他人を変えるというものが良いか悪いかは別として、他人を変えるという考え方があります。しかし、ぼくは根本的に他人を変えるというのは不可能だろうと思っているのです。

実際は他人を変えるというよりも、「ぼくが友人に変わるべきだと促す」→「友人は自分を変えたいと思う」→「友人が変わる」という過程で人は変化するものだと考えています。

結局のところ、友人自身が変わりたいと思ってはじめて人の根本的な部分が変化するということです。

ただ理屈をあれこれしているだけのようにも思えますが、この考え方を持つだけで人との接し方が変わるといえるでしょう。

人は自分自身をなによりもかけがえのない存在だと信じている

たいていの人間は、自分が他人とは違うことをしているとか、自分は掛け替えのない人間だと思っていたいものだ。自分のしていることが無価値だとか、自身の拠った立つ価値観に抵触することをしていると本気で思っていたら、だれでも意欲は萎える*1

この一文は経営組織の本『隠れた人材価値 (Harvard Business School Press)』からの引用です。

企業における価値観の重要性について説明するときの一文ではありますが、非常に示唆に富み、様々なことに応用できるものであるといえます。

ぼくが他人を変えることはできないというのは、人は自分自身が誰よりもかけがえのない存在だと信じていると思っているからです。

もちろん「自分は誰よりも優れている」「俺は特別な人間だ」とまで全員が信じているわけではありません。しかし、○○世界一、一番お金持ちといった具体的な根拠はないにしても、人はなんらかの自尊感情を持ち合わせているはずです。

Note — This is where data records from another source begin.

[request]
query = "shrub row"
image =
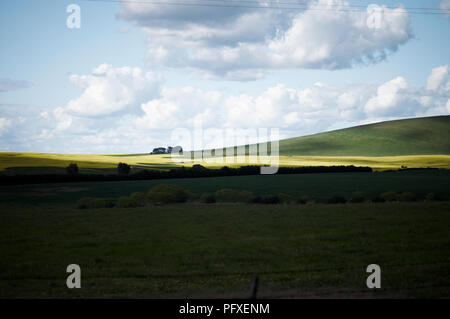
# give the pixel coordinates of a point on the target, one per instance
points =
(167, 193)
(180, 172)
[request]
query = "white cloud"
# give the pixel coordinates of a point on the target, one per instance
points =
(295, 111)
(5, 125)
(109, 90)
(12, 85)
(438, 78)
(388, 97)
(445, 5)
(240, 44)
(179, 107)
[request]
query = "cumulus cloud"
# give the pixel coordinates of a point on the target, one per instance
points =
(438, 78)
(5, 125)
(239, 44)
(12, 85)
(445, 5)
(180, 107)
(295, 111)
(109, 90)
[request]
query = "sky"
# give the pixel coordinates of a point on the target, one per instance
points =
(136, 71)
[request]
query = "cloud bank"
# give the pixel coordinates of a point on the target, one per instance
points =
(138, 112)
(242, 43)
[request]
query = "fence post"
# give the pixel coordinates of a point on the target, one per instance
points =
(255, 287)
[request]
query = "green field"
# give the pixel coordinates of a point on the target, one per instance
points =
(214, 251)
(315, 186)
(420, 142)
(419, 136)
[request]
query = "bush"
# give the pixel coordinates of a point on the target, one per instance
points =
(303, 200)
(378, 199)
(72, 169)
(89, 202)
(285, 198)
(270, 199)
(335, 199)
(139, 198)
(246, 196)
(123, 169)
(167, 193)
(233, 196)
(207, 198)
(389, 196)
(357, 197)
(127, 202)
(406, 197)
(256, 199)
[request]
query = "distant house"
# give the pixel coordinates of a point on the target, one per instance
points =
(159, 150)
(169, 150)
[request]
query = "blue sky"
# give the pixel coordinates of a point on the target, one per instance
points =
(134, 72)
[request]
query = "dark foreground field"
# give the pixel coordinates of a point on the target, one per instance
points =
(188, 250)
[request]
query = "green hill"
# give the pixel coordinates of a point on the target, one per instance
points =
(418, 136)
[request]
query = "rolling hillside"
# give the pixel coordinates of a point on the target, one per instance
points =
(419, 136)
(420, 142)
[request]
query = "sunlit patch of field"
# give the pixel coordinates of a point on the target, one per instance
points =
(165, 161)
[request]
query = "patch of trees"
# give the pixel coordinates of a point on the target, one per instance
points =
(163, 194)
(123, 173)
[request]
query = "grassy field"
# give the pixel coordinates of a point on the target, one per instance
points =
(214, 251)
(315, 186)
(420, 142)
(418, 136)
(44, 163)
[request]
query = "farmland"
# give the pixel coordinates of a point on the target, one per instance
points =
(214, 251)
(421, 142)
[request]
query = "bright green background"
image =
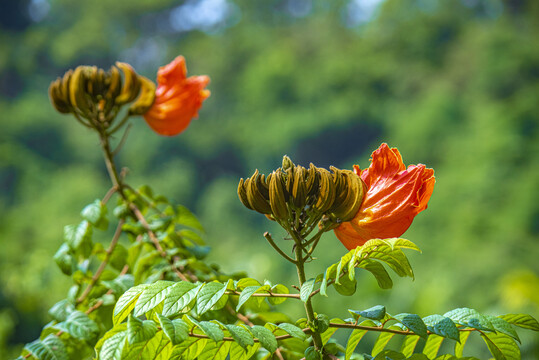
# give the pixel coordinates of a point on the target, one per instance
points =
(452, 84)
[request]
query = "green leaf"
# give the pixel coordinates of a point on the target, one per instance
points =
(374, 313)
(179, 296)
(346, 286)
(239, 353)
(126, 303)
(396, 260)
(113, 344)
(321, 322)
(442, 326)
(414, 323)
(459, 346)
(278, 289)
(120, 285)
(402, 244)
(152, 296)
(209, 295)
(186, 218)
(390, 355)
(326, 335)
(470, 318)
(241, 335)
(306, 290)
(501, 346)
(215, 351)
(503, 326)
(420, 357)
(188, 349)
(139, 330)
(293, 331)
(212, 330)
(79, 326)
(409, 344)
(157, 347)
(379, 272)
(266, 338)
(353, 340)
(61, 310)
(79, 237)
(96, 213)
(312, 354)
(245, 282)
(432, 346)
(246, 294)
(50, 348)
(381, 342)
(176, 330)
(522, 320)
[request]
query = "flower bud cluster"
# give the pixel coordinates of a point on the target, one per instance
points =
(97, 95)
(299, 197)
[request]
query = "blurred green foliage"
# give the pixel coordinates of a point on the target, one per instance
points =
(452, 84)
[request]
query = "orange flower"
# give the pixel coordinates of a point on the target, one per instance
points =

そうしたなかで、他人に対して「変われ!」と働きかけたとき、他人は変わろうと思うでしょうか。特にその人の価値観や人間性に関わることを変えようとしても、受け入れてくれることはないでしょう。

それでも他人を変える方法はある

他人を変えることができるたった1つの方法 : ブロガーかさこの好きを仕事にするセルフブランディング術

ぼくが購読しているブログの記事にこんな一文があります。

エラそうなこと言っている上司に限って、自分じゃ何もしていない。
「電話営業しろ!」「契約とってこい!」
といばりちらしても、部下は冷めるばかり。だったらおまえがやってみろよ!と思っているはず。それでやってみせる。成果を出す。
それではじめて言っている本人がやっているのだから、やってみようかと思える。そこではじめて他人の行動を変えられる*2

かさこさんは決して他人を変えることができないと言っているわけではありませんが、上記の文章にある「やってみようかと思える」に本質があるように思えます。

ぼくが先ほど説明した「ぼくが友人に変わるべきだと促す」→「友人は自分を変えたいと思う」→「友人が変わる」というプロセスを経ているのです。

自分が率先して行動することで、相手自身が行動しようと思える、ここで誰かが「お前は変われ!」と命令しているわけではありません。

他人を変えるには、厳密に言えば他人を変えようとしてはいけません。他人が「自分を変えたい、変わろうかな」と思えるように促すことが、いわゆる「他人を変える」であるということではないでしょうか。

まとめ

そんなわけで、他人を変えるというは厳密に言えば不可能ではないかという話をしました。

人は自分自身をかけがえのない存在だと信じているため、ただ「変われ!」と言われただけでは変わろうとしません。

だからこそ「他人を変えたい」と思うのであれば、あくまで「自分を変えたい」と思うように促すようにするべきです。

子供に関しても、反抗期を迎えたり、ある程度独立心がついたりしている場合は、やはり一人の人間として尊重しながら教えてあげるといいと考えています。